A primeira-dama, Michelle Bolsonaro, publicou na manhã de hoje uma foto do presidente no hospital. Na imagem, ele aparece sorridente e vestindo uma camiseta do Ferroviário.

Presidente Jair Bolsonaro em recuperação no hospital Albert Eintein - Reprodução/Instagram - Reprodução/Instagram
26.set.2020 - Presidente Jair Bolsonaro em recuperação no hospital Albert Eintein
Imagem: Reprodução/Instagram

Sexta cirurgia em dois anos

É a quinta vez em dois anos que o presidente se submete a uma cirurgia para evitar complicações na saúde — as quatro anteriores ocorreram por causa da facada sofrida durante a campanha eleitoral de 2018, em Juiz de Fora (MG). Além disso, Bolsonaro passou por uma vasectomia em janeiro.

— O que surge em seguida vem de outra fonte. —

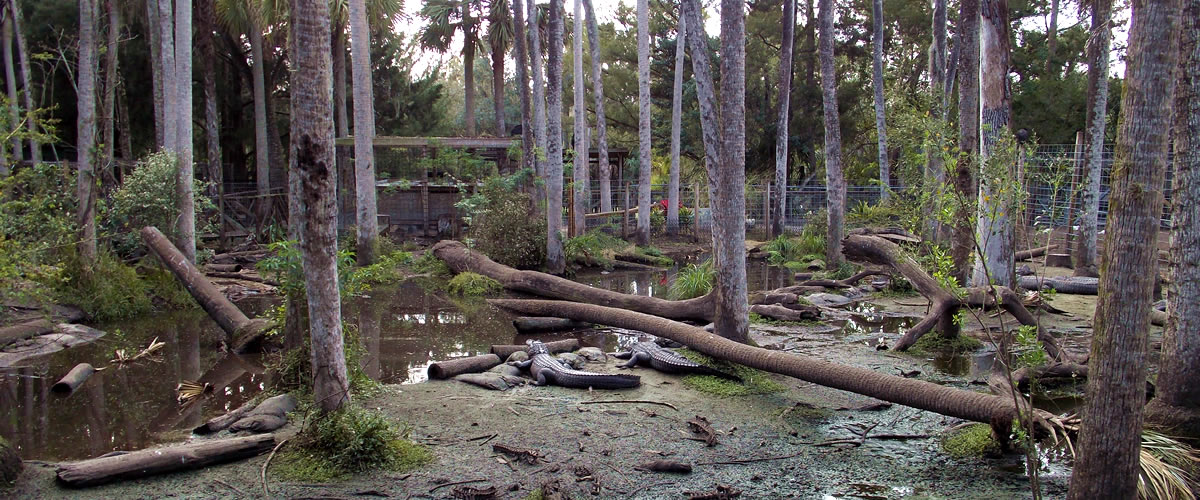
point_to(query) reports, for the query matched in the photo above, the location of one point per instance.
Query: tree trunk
(835, 182)
(364, 134)
(581, 162)
(461, 259)
(963, 242)
(502, 130)
(555, 259)
(1109, 443)
(156, 74)
(911, 392)
(880, 104)
(205, 44)
(85, 145)
(995, 224)
(539, 112)
(1176, 405)
(643, 122)
(468, 68)
(341, 116)
(169, 86)
(604, 170)
(262, 149)
(676, 125)
(185, 179)
(10, 71)
(312, 145)
(160, 461)
(1097, 110)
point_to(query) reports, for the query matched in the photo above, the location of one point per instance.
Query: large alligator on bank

A primeira das quatro foi feita ainda na Santa Casa de Juiz de Fora, em 6 de setembro de 2018. Depois, foi transferido para o Hospital Albert Einstein, em São Paulo, onde foi operado em 12 de setembro, em razão de complicação causada pela aderência das paredes do intestino. No mesmo hospital, em 28 de janeiro de 2019, foi retirada a bolsa de colostomia.

A última cirurgia ocorreu há um ano, para a retirada de uma hérnia.